んー……いくら非常識ご主人様の傍にいるからって、自分だけは常識人だと思っていた手前なんとも悲しいものだ。

しかーし、ここで私はへこたれる女じゃない。
此処が夢の中だって言うのなら何をしようが私の勝手であり、それもすぐに忘れるということだ。
ならば私が常に望んでいたこととは――――。


「どう思います!? いたいけな女性をオブリビオンの中まで誘拐して探検ごっこするって! 馬鹿ですよね!?」

「その、だな……」

「分かってます、わかってますよミルナさん! 女性としてそんな男には天罰を与えるべきですよね!? っていうか人間として天罰を与えるべきです!」


愚痴らせてくれ。
これが今の私が願うたった一つのことだった。
いやだってさ、もう私の苦労を感じてくれる人っていないのよ?
隣のアグメットさんは元々頭痛持ちで相談なんかできないし、ガンダーなんて聞き流す程度だし、ヤラクさんにはそんなことできないし。
あれ? 私ってあんまり知り合いいないの? ……へこむわぁ。

だったらこの夢の中でくらい愚痴らせてくれたっていいよね?
ていうか夢の世界だって理解できるのって珍しいい気がする。普通だったら目が覚めてからあれは夢だったって気づくもの。
ということは夢の中にまで求めるくらい私は愚痴る場所を求めていたってわけだ! そうに違いない。
だったら目の前で笑うミルナさんが包容力100%配合の綺麗なおねえさんになるのも納得だ。

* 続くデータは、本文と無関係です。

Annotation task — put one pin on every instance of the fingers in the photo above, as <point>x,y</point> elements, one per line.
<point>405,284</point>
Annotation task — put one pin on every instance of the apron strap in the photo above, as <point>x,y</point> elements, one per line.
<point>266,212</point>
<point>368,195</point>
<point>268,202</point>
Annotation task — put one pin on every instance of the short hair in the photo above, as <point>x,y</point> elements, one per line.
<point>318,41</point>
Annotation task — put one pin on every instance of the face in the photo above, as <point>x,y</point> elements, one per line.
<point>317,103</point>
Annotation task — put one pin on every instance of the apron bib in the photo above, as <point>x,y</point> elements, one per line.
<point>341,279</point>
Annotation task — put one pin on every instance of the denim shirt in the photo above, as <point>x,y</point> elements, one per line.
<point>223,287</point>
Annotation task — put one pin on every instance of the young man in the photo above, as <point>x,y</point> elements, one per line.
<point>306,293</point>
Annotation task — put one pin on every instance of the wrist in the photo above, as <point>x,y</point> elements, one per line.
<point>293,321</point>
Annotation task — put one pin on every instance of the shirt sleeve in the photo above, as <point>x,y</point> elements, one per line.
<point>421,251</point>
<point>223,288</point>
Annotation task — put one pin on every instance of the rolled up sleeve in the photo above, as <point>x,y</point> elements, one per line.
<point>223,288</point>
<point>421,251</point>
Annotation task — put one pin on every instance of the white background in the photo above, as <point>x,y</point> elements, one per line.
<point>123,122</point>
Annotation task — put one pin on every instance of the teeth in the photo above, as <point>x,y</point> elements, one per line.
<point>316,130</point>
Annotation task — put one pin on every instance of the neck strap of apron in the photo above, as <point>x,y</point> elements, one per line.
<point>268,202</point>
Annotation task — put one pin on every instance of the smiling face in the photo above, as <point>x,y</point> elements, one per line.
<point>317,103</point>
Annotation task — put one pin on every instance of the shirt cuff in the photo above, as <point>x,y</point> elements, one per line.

「ううぅ……ミルナさぁん……ミルナさんだけが私の味方です……」

「……というよりもこの世界が我の世界でな……」


もう何言ってるかわかりませんけど、今だけは泣かせてください。
あぁ、ミルナさんあったかいわぁ……腰に抱きついた私をミルナさんは愛でる様にして柔らかく撫でてくれる。
なんで此処がいつかは覚めてしまう夢の中なのか残念すぎる。
でもまたこんな夢がまた見れたら私も頑張れるかもしれない。
夢の世界を愚痴り部屋にするってのもあれだけど。


「む……少女よ。そろそろお前の世界に帰りたまえ」

「……ていうことは一応私も生きてるんですね」


笑顔の陰に残念そうな感情を込めながらミルナさんは呟いた。
正直な話ここが夢の世界っていうのは嘘で実は天国なんじゃないかっていう考えもあったんだけどね。
たぶん私はあの印石を取った後に気絶したんだろうし、それから無事に帰れなかったっていう可能性もなくはない。
本当だったら真っ暗な空間は地獄を連想させるかもしれないけど、私が地獄に行くなんてあり得ないはずだ。
だってこんなに頑張ってるもの。うん、頑張ってるもの。


「また、ミルナさんに会えますか?」

「夢であれ、悪夢であれ、お前が我が庭に訪れる時は祝福しよう」


夢なんだとわかっている癖に、どっかの芝居でもありそうなくさいセリフ。
いや、夢だとわかっているからこそ私は何一つ誤魔化すことなく願った。
不安そうに見上げた私の顔を、その頬を撫でながらやっぱりミルナさんは笑ってくれる。
ミルナさんの手はその笑顔に似合わずびっくりするくらい冷たかったけど、なんだか心地がよかった。


「しかし、お前の主にも困ったものだな」


出てきたのは今は思い出したくないご主人様の話。
いや、別に嫌ってるわけじゃないけど今だけは勘弁して欲しいなぁ。
でも徐々に薄くなっていく視界からは確かに現実からの足音が聞こえてきそうで。
もうちょっとだけって後ろ髪引かれる思いもあるのだけど、まだ無事に生きているっていうのなら私の仕事はご主人様に仕えることには違いない。

苦笑したミルナさんの表情を最後に、私は完全にその意識を閉じた。
夢で気を失うって変な感じね。












――――我が世界を愚痴の部屋とするとは――――




                      ――――新たな狂気の王子と似て剛胆な者だ――――




   ――――彼奴の従者を名乗るというのなら――――



                                 ――――良き悪夢に呑まれることもあるまい――――
















…………身体が痛い。
足はまるで棒のように張って少したりとも動かせないし、腕も重しを乗せてあるかのようにピクリとも動かない。
腹筋に力を入れようと思えば激痛が走るし、唯一自由に動かすことができるのは首から上くらい。
ここまで身体中が筋肉痛で苛まされるなんて、おじいちゃんに格闘術の初歩を教えてもらってから何年ぶりかってレベル。
メイドになってからも運動関連は欠かしたことはなかったのになぁ。

目が覚めればそこはいつも私が使っていた地下室の天井が見えていて。
それを見た瞬間、無事に帰れたんだってすぐに自分の状況を理解してちょっとだけ涙を流してしまった。
といってもすぐに体中を走った激痛でそんな涙引っ込んじゃったけどね。
おそらく、というか考えるまでもなくあの後ご主人様によって私はここまで運び込まれたのであろう。
よくよく考えればただの小娘がよくあそこまでついて行ったものだと拍手を送りたいくらいだ。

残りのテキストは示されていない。